Just six weeks after my first trip to Iceland, I returned on an 11 day photography tour with Joseph Van Os Photo Safaris. Why would I go back to a place where the weather is atrocious, the landscape is stark and there are hardly any people? Exactly! I love the dramatic weather and the otherworldly landscape of glaciers, ice lagoons, volcanos and icebergs. The fact that there are only 300,000 people on the whole island and there isn't a Starbucks there makes me even happier. Undeveloped. Untouched.
The Fjallsárlón Glacier Lagoon is pictured in the photograph below. It's difficult to get there in the winter because the backroads are rutted, icy, and interspersed with deep pools of meltwater. Drivers have to go fast enough not to get stuck, but slow enough to maintain control of their trucks as they slide, shimmy and bounce over the slippery terrain.

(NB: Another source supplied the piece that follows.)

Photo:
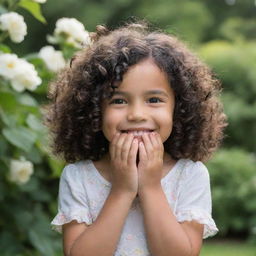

Not only was I very much relieved to get out of the truck when I arrived at the lagoon, I thought the appearance of the lagoon was the most Arctic-looking location I've seen yet. I especially liked the pastel shades of the glacier ice and the pyramid shaped icebergs frozen into place. Empty, remote and still, it was one of my favorite locations of the trip.
I'll always remember taking this photograph on the beach at Vík, because a rogue wave caught me by surprise and filled one of my boots with freezing cold water. My two pairs of woolen socks soaked the water up quickly, which wasn't as uncomfortable as it sounds. Wool is a great insulator, keeping the Arctic explorers warm in spite of repeated drenching by storm-tossed seas. While I modestly don't compare my experience to those of polar explorers, I felt proud of myself for braving the worst the Atlantic Ocean could throw at me before I could run away.
Vík is Iceland's wettest location, battered by storms year round. During my first trip to Iceland, it was too dangerous to stand on this part of the coastline because of the massive waves, so I was glad to have the opportunity to shoot here. According to Icelandic legend, the sea stacks in the distance are the remains of a three-masted ship that trolls attempted to drag to shore during the night. At daylight, the masts turned into rock, foiling the trolls once again.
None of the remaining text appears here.